My husband and I don't have any food allergies, neither of us have asthma. I have always had mild eczema but I used to love peanuts. When our first daughter was born I followed weaning guides and one guide suggested giving your baby peanut butter from six months if there were no food allergies in the family. I had no reason to think that there would be a problem so I waited until she was eight months and gave her a little peanut butter on toast. There was no problem the first time but as I discovered later, it is the second time you expose a child that the allergy can strike. The second time I gave my daughter peanut butter the reaction was swift. She started to cough and visably started to redden, her skin became blotchy and developed hives then her lips started to swell. She was crying all the while with discomfort. Thankfully we have a hospital ten minutes down the road. By the time we reached the hospital her lips were puffed out and horribly swollen and she was having awful difficulty breathing. Our daughter is the only one of our five children who has any allergies. She is now 13, still has a severe nut allergy and has to carry an epipen.

The reason that I wanted to add this experience was to show that if you are considering this early introduction it is definitely worth seeking advice from a doctor if there is any chance at all that your child could have allergies. These tests promoting early introduction were carried out under medical supervision. My fear is that parents could make the same mistake that I made thinking that if an expert promotes early introduction for babies it should be okay.

Good luck! Hopefully nut allergies will be cured one day but for now be careful!

OP posts:
nickelbarapasaurus · 24/02/2015 23:08

i worry about it myself, too

I have no history of allergies, but DH has asthma and is triggered by dust mites and some pollens.

He loves peanuts.
I was brought up in a house with peanuts, but never really ate many myself - i probably ate a few handfuls in the pub or around christmas, but not really many at all (my dad used to eat peanuts all the time)

My DD has a peanut allergy, and rather bad eczema (officially it's acute), but she's never really had peanuts herself - I don't like peanut butter, but had a little bit when pregnant (but then I had cashew nut butter too), and she had a little bit on crackers when starting to eat solids.
I wouldn't class it as exposure, and as her eczema's so bad anyway, i couldn't tell you if she reacts to it - certainly she's not bad like your DD (i think the allergy test came back at about 50%, so the Dr said we'd bebest not to feed her peanuts deliberately, but not to worry too much about avoiding them in "may contain" foods.

She's not allergic to any other nuts, but is allergic to sesame and pollens and dust mites.

Not that keeping this stuff to a minimum has done anything to solve her eczema.

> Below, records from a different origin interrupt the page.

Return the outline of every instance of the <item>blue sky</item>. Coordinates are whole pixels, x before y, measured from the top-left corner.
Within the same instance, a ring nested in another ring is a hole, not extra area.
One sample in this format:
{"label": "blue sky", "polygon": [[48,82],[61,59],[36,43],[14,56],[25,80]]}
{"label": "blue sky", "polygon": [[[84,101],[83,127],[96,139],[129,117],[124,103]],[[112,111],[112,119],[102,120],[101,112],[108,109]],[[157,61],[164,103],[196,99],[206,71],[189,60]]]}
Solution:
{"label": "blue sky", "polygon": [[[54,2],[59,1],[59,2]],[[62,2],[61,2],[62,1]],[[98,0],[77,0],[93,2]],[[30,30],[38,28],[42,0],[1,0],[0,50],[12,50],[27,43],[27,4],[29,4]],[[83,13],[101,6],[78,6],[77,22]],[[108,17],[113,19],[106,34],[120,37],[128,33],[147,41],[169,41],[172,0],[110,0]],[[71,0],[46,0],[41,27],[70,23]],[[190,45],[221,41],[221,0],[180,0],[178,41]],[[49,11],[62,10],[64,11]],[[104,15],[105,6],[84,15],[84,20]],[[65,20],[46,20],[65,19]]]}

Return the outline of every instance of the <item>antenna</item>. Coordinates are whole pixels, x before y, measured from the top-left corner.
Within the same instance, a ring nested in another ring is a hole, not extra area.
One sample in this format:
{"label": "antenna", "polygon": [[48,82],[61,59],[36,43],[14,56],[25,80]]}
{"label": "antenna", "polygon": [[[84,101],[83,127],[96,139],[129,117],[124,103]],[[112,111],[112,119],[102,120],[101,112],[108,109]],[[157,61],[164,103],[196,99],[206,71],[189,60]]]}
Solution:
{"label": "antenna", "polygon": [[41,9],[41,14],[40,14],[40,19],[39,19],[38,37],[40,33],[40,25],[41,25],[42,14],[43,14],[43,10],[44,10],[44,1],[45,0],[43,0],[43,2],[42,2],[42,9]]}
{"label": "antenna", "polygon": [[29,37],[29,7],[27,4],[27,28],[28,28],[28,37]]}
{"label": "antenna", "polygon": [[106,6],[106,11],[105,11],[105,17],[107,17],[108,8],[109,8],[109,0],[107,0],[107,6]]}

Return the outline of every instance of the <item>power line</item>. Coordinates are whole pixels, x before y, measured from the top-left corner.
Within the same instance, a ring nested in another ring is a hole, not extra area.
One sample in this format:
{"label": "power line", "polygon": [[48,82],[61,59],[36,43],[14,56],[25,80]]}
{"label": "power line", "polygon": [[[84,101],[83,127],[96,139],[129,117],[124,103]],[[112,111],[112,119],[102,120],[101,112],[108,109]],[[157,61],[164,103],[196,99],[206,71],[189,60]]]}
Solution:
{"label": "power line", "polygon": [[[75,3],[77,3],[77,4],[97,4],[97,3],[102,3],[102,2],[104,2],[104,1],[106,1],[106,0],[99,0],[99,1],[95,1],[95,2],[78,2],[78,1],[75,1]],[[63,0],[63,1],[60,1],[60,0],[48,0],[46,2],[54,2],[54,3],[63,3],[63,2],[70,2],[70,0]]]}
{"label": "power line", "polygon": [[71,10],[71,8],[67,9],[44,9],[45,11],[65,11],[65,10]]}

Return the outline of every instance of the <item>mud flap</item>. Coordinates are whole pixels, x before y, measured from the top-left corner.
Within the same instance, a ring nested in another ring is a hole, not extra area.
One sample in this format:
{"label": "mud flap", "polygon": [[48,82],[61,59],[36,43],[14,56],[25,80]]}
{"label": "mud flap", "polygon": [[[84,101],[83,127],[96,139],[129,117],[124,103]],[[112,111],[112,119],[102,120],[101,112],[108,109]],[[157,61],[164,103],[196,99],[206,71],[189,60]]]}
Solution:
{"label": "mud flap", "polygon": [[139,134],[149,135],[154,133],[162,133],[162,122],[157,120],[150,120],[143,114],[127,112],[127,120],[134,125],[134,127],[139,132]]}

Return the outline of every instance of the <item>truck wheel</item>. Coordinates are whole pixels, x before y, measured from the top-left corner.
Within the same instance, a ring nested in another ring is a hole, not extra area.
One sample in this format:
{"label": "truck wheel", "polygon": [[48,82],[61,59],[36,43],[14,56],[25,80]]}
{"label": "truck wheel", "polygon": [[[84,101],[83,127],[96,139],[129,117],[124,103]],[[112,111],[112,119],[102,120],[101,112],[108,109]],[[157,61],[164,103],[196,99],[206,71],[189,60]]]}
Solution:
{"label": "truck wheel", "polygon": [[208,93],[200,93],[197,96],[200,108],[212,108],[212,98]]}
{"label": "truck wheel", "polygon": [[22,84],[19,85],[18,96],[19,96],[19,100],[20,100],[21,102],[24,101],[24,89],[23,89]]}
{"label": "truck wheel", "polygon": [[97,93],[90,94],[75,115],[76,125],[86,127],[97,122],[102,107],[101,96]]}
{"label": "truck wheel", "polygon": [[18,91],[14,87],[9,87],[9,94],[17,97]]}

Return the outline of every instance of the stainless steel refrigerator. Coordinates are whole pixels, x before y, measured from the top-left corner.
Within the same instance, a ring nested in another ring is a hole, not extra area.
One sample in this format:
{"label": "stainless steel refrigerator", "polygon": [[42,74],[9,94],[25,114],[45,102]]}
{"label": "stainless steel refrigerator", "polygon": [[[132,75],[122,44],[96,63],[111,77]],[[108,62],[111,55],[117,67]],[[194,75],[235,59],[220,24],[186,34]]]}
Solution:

But yes, i agree, it's not necessarily a good idea to introduce something "early" just because it's advised.
I think it probably has more to do with mum's exposure to it than child's - if the mum never eats xyz, then there's no way the baby can have an immunity to it already, therefore if the baby's body goes "hang on a minute, that's a bit weird" it will build up antibodies.

But of course, i have no medical research background, so mine's only hypothesis and has absolutely no founding at all.
(more extrapolation from what research has said, really)

TwoLittleTerrors · 25/02/2015 08:15

I wasn't worried. DD1 has peanut butter on toast from 6mo. This is back in 2011. You are supposed to I introduce each allergen separately. You can have just as severe a reactive to dairy and egg. The reason why nut allergy can be hard to manage is a sufferer can be affected without ingesting the nut.

Like I said it could happen to any of the known allergen.